Integrin VIb Inhibitors
Integrin VIb inhibitors are a class of chemical compounds specifically designed to target the integrin αVβ6 receptor, a member of the integrin family of cell surface receptors involved in mediating cell adhesion and communication with the extracellular matrix (ECM). Integrins are heterodimeric proteins composed of α and β subunits, and they play critical roles in various cellular processes such as cell migration, adhesion, and signaling. The integrin αVβ6 receptor, in particular, is known for its ability to bind ligands like fibronectin and transforming growth factor beta (TGF-β), thereby influencing processes like tissue remodeling and cell-ECM interactions. Inhibitors of integrin VIb (αVβ6) are designed to disrupt these interactions, thereby modulating the signaling pathways that this integrin receptor regulates.
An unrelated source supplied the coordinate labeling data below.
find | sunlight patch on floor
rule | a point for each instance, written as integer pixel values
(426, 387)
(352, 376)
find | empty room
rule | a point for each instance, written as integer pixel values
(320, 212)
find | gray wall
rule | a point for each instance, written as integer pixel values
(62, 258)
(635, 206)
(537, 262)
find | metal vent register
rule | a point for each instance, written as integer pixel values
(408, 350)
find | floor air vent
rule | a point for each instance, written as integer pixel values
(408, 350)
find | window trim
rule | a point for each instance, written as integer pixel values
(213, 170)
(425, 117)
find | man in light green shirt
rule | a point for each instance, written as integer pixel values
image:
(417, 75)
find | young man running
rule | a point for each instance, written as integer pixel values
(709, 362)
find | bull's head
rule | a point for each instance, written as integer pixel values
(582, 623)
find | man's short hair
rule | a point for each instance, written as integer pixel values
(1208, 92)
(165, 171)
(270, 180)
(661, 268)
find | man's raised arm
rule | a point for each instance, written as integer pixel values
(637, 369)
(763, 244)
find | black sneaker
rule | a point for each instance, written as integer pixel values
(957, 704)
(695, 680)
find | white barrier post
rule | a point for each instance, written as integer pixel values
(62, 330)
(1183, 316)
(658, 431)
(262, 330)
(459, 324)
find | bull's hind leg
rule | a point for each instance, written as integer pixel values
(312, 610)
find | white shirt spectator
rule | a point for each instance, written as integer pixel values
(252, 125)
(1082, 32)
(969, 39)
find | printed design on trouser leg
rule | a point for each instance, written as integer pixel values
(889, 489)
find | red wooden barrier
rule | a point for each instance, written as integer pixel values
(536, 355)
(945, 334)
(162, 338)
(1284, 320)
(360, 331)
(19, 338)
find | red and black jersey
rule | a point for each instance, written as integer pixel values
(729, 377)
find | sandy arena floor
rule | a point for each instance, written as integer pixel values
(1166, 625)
The molecular design of integrin VIb inhibitors typically focuses on blocking the receptor's ligand-binding site, preventing the integrin from interacting with ECM components or other signaling molecules. These inhibitors may mimic the natural ligands of the integrin, compete for binding at key interaction sites, or disrupt the conformational changes required for receptor activation. The interactions between integrin VIb inhibitors and the receptor are usually mediated through non-covalent forces such as hydrogen bonds, ionic interactions, or hydrophobic forces, ensuring specificity and stability. By inhibiting αVβ6, researchers can study the integrin's role in various cellular processes, including its contribution to cell migration, ECM remodeling, and integrin-mediated signaling pathways. Integrin VIb inhibitors provide valuable insights into the functional roles of integrins in cellular dynamics and how their inhibition can alter cell behavior in the context of cell-ECM communication.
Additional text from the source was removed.